Guatapé: More than a Day Trip

Once a rural farming community home to only cowboys and their cattle. Now Guatapé streets are filled with far more tourists than locals. Partially, due to it’s close proximity to Medellin. But mostly, because of the famous colorful streets and stunning natural beauty, this Pueblo has to offer.

Most travelers make it here on a day trip from nearby Medellin. But the trick to loving Guatapé is to stay overnight.

Extending your stay allows you to work around the tourists. You can see the colorful streets empty, aside from the street dogs. Or climb the Penõl and not fight for a view of the scenery below. You can watch the evening streets fill with locals.

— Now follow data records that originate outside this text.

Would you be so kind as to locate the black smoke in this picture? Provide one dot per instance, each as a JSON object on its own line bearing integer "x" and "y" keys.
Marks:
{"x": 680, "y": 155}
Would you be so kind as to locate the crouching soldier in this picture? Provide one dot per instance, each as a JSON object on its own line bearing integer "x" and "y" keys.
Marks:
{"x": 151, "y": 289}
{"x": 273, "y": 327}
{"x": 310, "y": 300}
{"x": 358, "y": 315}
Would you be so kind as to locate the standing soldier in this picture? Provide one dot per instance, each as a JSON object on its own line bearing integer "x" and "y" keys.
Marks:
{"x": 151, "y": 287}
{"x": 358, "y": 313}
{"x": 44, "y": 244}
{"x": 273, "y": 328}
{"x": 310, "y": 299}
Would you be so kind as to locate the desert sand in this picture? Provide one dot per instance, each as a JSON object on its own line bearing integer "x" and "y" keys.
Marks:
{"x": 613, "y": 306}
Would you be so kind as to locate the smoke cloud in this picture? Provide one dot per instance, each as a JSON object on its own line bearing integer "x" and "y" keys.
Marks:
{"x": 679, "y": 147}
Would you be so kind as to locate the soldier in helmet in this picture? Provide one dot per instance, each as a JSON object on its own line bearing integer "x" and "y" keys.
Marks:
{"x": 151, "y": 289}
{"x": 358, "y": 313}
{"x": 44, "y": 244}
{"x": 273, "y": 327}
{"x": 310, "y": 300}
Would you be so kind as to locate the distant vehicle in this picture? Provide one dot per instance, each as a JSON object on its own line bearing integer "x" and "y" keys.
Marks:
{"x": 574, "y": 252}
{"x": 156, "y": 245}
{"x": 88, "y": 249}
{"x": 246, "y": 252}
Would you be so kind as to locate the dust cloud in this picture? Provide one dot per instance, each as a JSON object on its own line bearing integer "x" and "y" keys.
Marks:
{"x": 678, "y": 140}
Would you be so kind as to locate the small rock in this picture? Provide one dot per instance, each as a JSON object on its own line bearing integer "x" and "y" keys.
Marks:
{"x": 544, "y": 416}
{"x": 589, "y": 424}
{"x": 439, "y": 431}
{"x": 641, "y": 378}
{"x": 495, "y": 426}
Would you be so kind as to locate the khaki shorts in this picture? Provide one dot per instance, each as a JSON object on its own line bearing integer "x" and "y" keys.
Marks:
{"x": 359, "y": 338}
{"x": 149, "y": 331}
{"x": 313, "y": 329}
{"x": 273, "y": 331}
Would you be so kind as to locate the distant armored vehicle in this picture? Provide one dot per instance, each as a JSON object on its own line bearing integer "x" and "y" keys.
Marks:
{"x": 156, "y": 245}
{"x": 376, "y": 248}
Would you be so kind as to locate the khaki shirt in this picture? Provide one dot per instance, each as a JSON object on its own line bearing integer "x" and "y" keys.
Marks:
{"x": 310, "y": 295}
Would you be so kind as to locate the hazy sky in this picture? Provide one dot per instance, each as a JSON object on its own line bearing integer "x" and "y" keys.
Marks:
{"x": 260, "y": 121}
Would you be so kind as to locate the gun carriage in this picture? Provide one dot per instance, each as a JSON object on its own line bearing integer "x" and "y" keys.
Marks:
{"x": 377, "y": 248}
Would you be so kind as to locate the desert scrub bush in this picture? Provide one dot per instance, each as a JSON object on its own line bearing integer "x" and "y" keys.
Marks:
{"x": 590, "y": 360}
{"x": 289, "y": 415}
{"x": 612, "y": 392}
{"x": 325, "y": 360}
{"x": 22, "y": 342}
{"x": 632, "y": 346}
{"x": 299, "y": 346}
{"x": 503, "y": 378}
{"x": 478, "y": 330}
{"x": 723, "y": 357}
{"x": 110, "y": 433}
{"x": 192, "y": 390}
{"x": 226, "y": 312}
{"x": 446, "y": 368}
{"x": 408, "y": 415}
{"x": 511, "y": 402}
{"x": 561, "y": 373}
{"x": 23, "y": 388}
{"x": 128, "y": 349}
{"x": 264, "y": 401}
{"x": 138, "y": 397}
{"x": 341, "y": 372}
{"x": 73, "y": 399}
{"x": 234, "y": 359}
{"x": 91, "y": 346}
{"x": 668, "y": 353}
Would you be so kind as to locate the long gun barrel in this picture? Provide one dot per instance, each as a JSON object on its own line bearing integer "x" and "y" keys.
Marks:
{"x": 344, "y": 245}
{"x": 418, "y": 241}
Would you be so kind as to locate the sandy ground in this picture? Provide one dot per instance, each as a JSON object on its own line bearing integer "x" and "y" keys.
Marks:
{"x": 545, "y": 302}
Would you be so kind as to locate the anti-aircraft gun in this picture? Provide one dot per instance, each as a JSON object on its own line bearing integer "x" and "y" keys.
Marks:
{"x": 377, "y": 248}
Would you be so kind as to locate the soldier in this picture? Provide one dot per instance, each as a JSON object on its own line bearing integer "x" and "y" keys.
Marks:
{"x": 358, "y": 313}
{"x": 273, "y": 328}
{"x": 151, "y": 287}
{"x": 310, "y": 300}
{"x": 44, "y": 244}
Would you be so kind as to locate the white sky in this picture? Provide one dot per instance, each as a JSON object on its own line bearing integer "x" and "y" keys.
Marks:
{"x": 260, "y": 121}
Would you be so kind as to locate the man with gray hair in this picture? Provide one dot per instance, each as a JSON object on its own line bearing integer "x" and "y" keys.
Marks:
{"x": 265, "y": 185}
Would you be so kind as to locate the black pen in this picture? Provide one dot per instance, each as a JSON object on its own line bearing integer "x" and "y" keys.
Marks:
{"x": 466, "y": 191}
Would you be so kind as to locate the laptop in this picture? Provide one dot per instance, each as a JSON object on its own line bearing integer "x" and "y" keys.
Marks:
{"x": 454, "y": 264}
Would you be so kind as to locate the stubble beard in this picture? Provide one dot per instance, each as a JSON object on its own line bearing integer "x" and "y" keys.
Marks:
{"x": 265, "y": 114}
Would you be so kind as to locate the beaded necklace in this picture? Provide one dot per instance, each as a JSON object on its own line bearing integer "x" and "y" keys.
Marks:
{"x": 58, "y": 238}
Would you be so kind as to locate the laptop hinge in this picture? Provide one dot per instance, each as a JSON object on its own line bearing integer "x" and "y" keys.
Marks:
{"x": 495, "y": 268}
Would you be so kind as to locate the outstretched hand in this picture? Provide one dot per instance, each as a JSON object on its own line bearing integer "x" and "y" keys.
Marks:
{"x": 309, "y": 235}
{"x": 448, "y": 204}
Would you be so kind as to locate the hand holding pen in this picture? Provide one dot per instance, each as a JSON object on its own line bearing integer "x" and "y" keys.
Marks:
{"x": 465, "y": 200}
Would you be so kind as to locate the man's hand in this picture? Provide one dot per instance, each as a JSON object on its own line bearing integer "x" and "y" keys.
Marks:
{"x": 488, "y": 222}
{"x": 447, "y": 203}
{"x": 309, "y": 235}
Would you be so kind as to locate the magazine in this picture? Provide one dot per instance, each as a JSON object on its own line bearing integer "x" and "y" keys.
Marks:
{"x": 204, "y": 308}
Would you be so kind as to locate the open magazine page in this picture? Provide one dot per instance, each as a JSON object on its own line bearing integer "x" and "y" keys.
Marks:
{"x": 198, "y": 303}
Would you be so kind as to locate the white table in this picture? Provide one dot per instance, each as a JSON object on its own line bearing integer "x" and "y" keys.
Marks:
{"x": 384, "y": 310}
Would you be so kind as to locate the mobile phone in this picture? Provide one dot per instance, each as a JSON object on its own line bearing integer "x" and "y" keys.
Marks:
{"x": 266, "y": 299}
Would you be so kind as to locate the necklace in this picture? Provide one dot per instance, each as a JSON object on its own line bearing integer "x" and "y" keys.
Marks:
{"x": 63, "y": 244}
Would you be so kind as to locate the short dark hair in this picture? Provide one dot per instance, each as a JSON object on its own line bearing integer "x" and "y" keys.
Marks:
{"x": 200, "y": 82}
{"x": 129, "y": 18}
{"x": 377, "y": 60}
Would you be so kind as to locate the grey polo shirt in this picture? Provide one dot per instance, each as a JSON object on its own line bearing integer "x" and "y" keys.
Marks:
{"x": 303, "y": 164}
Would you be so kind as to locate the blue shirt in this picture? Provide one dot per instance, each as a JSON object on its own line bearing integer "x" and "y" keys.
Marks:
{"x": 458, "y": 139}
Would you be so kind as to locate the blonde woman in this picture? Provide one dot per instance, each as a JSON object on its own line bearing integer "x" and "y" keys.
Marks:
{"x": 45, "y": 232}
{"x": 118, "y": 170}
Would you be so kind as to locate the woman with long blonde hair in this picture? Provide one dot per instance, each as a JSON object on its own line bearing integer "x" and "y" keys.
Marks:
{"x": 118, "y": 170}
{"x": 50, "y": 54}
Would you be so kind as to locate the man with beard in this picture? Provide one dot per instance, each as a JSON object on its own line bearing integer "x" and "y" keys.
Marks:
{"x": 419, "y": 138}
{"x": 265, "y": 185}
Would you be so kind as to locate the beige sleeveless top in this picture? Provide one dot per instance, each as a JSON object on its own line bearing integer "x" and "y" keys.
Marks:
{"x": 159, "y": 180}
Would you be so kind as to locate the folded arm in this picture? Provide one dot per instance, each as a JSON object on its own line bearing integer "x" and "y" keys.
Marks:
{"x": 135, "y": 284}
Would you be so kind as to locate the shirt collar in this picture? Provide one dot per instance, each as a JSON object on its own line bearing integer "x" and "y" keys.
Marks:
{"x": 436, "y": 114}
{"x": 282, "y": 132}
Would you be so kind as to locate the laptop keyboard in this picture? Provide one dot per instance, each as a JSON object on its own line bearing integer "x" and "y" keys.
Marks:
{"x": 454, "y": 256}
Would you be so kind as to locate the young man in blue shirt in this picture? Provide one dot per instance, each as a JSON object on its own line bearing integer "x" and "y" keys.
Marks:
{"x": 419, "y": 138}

Even with just one night in Guatapé, you can experience so much more than the average tourist.


Getting there

Without a tour, you’ll have to take a bus on your own. But Medellin public transit couldn’t be easier.

  • Take the Metro to the Caribe station. Across the street is the North Bus Terminal.
  • Counter 9 & 14 both sell bus tickets to La Piedra for 14,000 COP.
  • Buses run throughout the daytime but the earlier you arrive the better.

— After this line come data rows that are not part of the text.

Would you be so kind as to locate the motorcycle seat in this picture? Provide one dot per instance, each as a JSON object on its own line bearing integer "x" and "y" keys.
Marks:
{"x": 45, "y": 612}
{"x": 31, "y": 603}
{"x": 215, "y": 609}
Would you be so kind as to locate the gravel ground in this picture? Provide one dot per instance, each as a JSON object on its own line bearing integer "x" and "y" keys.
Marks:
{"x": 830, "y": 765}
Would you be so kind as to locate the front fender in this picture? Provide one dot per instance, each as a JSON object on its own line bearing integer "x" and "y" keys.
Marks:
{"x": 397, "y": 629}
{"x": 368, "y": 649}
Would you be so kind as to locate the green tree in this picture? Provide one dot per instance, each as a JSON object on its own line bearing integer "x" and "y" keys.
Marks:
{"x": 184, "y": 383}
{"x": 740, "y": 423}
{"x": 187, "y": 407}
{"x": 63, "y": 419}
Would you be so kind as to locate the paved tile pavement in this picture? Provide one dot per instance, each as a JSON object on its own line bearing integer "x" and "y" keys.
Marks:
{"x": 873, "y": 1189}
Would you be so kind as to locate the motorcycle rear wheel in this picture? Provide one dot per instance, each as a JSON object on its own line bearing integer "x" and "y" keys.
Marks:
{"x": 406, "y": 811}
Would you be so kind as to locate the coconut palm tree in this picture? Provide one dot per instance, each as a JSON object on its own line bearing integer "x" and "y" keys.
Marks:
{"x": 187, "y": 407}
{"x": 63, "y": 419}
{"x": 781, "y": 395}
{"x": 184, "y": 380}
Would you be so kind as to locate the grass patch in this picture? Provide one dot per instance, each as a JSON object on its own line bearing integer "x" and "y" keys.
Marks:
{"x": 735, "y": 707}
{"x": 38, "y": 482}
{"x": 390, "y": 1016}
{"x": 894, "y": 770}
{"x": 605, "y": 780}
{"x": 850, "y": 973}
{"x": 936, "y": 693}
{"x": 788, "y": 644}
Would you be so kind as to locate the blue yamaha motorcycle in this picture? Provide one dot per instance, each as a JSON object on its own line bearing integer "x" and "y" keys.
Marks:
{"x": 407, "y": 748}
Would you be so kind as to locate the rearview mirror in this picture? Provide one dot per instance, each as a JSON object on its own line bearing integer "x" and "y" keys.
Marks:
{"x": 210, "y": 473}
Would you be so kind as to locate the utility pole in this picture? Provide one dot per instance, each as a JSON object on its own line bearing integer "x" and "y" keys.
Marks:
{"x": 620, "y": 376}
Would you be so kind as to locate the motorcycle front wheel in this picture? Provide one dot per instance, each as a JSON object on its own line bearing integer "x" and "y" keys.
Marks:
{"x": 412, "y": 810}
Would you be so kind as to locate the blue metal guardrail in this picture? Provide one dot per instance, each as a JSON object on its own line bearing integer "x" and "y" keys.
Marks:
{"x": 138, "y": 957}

We arrived at around 3:30. So after finding accommodation near the town square, we headed straight for the Penõl.

Climbing the Penõl

Tuk-Tuks line-up to drive tourists to the Penõl. You’ll find them all over town and congregating near the bus stop you arrive at. Prices are set at 12.000 COP.

The landscape here is dramatic. Skyscraper high rock karsts surrounded by deep blue reservoir lakes and red clay earth. And there is no better vantage point than La Piedra del Penõl. 750 steps coil around the tallest rock formation sitting at 200m high.


The key is picking the right time to visit.

We arrived at around 4 pm. The perfect time. The last of the tour groups had just gone home. Which left the climb relatively empty. It’s best to take the climb slow due to the elevation. When you reach the peak you’ll be rewarded with panoramic views of the sprawling landscape far below. Vendors sell beer, sliced mango, and other traditional snacks.

To reach the highest platform you will need to enter the gift shop and find the stairs in the back.

The views here are incredible. And absolutely shouldn’t be missed.

  • Another option would be to make the climb early in the morning for sunrise. Before the tours arrive.

The Pueblo

The streets of Guatapé were colorful long before the tourists starting flocking. It isn’t uncommon to see colorful homes and storefronts dotting the streets of Central and South America. But the colorful story-telling panels called “Zocalos” are unique.


Some depict flowers, llamas, and other seemingly random objects. Others relate to the store inside like the loaves of bread pained on a bakery. And others showed pieces of Colombian farming history.

Steep, winding cobblestone streets lined by an actual rainbow of homes. It feels a little like walking around the set of a Disney cartoon.

Best of Guatapé

Although the town is quaint and sleepy there are a few things you should definitely experience during your visit.

  • My favorite plate of Bandeja Paisa was served here in town square. (Bandeja Paisa is a gut-busting Colombian classic of Chorizo, ground beef, rice, beans, avocado, arepas, chicharrones, fried egg, and plantains.)
  • Visit the two local mini-ponies. They are penned just outside the town square. It’s the small things, right?
  • Wake up at dawn. This is the best time to wander the streets. Even few locals will be awake.